Each system is multi-homed to the IPv6 testbed and IPv4 management (128.103.242.0/24) networks. Each system utilizes a dual stack model, meaning it can interoperate with both IPv4 and IPv6 nodes. The dual stack model also provides resolver libraries capable of dealing with the IPv4 A records as well as the IPv6 equivalents, allowing for IPv6-only delegation chains once IPv6-enabled root servers are deployed. Although not required, special care has been taken to run only one protocol, IPv4 or IPv6, on each physical interface. This allows us to manage the IPv6 network out of band, easing troubleshooting and minimizing the risk of connectivity loss during disruptive maintenance.

Implementation

All systems are properly secured and are running SSH2 on each IPv4 and IPv6 interface for remote administration.
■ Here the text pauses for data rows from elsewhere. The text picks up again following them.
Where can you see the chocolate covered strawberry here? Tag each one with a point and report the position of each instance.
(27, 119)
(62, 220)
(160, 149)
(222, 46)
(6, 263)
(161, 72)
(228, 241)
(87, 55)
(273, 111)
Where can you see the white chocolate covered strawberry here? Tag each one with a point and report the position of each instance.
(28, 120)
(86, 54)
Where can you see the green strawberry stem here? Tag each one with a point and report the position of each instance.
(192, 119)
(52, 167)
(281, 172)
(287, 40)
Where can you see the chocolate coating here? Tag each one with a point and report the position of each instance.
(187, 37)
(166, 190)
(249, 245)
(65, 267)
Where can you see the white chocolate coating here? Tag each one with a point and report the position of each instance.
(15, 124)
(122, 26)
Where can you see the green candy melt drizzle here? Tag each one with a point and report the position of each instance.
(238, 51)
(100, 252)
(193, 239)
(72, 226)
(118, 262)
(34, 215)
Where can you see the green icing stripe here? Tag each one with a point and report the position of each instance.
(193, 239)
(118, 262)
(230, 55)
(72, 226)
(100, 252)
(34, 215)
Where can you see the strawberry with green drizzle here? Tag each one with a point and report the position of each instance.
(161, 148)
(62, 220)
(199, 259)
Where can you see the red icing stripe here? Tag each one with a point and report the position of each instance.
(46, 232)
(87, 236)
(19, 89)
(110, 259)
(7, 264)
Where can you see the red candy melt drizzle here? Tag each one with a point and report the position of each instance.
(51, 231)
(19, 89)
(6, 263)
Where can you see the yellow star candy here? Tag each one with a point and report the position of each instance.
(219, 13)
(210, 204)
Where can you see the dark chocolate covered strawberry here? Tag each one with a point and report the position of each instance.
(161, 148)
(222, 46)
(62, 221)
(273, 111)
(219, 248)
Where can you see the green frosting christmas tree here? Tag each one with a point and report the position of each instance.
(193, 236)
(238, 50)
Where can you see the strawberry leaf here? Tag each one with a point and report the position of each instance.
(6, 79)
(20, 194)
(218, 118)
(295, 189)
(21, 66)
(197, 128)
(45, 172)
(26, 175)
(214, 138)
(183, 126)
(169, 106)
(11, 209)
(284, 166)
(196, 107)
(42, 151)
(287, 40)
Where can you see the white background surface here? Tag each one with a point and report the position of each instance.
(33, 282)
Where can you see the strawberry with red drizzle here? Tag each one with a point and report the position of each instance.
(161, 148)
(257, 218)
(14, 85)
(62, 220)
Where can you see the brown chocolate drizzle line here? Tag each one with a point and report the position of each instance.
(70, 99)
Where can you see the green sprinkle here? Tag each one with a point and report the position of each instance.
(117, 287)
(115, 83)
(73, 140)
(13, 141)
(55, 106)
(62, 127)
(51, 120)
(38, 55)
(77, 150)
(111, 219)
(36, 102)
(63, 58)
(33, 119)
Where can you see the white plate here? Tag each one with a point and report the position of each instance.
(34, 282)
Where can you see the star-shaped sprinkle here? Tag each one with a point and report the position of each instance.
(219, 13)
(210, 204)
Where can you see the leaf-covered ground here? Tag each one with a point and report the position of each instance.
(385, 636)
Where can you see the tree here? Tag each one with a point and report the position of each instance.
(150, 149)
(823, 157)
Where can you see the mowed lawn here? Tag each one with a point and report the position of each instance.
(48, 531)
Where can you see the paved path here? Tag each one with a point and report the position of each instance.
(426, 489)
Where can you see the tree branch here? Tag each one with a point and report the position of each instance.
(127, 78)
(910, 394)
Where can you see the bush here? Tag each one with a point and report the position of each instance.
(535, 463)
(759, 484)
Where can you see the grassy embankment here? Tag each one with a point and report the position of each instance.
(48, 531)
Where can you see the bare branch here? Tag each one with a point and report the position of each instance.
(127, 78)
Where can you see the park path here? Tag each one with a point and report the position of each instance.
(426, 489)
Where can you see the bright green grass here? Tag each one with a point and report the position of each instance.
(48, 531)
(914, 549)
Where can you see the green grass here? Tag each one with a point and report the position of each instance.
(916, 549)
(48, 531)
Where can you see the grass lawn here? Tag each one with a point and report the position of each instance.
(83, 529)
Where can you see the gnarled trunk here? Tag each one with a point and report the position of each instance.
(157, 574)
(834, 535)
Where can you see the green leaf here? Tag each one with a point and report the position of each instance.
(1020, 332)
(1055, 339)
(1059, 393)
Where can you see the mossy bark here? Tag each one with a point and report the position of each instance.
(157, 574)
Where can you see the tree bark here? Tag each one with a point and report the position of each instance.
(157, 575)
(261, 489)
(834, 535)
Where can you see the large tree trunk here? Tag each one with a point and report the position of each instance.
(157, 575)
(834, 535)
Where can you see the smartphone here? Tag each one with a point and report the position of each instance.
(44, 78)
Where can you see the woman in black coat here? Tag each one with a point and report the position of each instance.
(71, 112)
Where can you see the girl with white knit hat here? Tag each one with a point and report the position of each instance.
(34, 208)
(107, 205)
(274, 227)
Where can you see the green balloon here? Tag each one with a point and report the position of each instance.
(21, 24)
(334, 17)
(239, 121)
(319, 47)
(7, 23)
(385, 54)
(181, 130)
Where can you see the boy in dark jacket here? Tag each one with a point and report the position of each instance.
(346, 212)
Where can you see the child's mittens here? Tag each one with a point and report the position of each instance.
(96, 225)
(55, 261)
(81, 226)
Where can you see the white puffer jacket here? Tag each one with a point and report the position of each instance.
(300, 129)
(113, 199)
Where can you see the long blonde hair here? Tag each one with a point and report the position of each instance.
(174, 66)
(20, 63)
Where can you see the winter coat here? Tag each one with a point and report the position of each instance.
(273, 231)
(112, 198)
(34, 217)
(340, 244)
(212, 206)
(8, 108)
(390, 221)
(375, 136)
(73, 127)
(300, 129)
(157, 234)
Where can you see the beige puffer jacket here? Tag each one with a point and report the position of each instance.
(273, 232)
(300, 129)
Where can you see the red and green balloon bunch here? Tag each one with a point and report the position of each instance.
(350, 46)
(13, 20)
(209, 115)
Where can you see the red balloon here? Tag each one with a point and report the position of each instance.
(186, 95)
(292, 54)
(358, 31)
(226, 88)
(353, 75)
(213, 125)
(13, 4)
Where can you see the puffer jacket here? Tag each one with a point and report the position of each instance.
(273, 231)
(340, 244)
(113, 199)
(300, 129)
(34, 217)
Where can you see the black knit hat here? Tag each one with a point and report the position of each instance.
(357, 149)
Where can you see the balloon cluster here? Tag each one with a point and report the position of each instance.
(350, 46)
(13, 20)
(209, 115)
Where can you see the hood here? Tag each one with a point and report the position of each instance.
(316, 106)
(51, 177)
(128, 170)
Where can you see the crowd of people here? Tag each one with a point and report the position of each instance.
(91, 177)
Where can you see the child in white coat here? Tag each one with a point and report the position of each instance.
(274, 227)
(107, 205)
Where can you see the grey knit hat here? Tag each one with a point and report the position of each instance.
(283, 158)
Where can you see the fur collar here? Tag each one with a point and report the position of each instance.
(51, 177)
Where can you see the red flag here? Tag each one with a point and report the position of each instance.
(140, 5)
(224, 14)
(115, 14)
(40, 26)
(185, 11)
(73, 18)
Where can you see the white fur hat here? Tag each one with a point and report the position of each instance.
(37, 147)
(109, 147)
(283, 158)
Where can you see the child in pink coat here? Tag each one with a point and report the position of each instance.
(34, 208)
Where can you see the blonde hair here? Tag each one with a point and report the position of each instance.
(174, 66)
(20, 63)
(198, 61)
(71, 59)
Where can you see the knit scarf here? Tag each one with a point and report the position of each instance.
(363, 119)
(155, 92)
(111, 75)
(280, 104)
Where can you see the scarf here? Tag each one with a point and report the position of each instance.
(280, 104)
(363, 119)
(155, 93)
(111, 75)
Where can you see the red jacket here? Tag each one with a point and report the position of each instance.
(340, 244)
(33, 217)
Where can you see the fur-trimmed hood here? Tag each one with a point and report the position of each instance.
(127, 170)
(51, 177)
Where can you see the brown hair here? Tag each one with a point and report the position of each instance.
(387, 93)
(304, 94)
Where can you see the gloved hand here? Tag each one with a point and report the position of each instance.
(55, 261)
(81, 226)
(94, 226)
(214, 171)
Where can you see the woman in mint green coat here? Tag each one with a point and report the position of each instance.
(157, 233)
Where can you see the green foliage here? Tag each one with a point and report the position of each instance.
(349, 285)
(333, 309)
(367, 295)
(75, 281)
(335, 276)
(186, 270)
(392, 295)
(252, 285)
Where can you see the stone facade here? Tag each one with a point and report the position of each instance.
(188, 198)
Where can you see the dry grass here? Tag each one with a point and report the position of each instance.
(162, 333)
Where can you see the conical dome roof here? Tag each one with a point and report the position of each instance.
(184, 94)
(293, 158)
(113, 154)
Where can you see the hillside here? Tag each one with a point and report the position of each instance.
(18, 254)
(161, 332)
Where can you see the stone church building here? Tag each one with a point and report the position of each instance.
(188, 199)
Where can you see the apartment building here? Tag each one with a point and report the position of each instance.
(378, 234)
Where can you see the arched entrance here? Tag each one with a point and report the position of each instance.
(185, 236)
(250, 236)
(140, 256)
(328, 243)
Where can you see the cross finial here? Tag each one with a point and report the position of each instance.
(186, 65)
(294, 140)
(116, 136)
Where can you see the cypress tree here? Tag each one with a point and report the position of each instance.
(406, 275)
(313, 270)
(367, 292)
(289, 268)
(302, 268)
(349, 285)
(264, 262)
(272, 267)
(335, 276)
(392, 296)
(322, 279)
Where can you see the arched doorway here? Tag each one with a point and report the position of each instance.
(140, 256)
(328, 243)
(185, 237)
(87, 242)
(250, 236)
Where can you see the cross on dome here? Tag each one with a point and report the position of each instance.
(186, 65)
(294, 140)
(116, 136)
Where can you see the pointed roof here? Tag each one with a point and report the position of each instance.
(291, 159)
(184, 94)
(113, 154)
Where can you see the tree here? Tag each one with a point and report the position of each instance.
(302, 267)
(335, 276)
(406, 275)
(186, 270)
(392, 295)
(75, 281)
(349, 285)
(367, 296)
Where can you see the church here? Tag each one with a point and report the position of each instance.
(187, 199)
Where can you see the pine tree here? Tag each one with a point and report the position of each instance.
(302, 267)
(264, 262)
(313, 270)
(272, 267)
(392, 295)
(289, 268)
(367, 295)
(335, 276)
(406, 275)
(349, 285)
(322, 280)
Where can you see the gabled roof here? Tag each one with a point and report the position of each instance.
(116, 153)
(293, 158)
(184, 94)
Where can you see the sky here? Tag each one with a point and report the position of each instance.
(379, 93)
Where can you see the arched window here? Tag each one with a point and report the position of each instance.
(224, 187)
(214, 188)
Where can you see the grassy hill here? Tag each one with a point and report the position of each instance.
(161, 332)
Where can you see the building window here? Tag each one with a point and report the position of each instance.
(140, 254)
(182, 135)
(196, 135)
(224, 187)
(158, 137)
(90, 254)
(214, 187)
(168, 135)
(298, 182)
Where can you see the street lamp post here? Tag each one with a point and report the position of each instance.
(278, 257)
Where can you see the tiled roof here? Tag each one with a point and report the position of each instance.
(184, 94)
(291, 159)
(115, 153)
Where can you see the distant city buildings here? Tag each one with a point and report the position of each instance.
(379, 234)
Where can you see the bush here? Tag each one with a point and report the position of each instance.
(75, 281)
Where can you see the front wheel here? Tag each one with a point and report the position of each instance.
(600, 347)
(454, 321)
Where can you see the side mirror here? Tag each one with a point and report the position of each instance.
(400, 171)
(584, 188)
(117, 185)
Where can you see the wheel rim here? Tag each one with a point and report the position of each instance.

Two of the systems, ipv6-linux.ipv6.harvard.edu and ipv6-freebsd.ipv6.harvard.edu, function as name servers and are authoritative for the ipv6.harvard.edu domain (the contents of which are listed in the appendix). One server, ipv6-linux.ipv6.harvard.edu, is running an IPv6-only webserver (available at http://www.ipv6.harvard.edu). Although it lacks any real content, it provides an easy way to verify IPv6 client connectivity.

Many services, BIND is SSH2 being notable examples, are not IPv6-ready out of the box. Source code patches must be applied to enable this functionality. Patches for many popular daemons are available at ftp://ftp.kame.net/pub/kame/misc. As these systems are not considered production, additional services may be installed or removed at any time, although we will always provide DNS and HTTP services.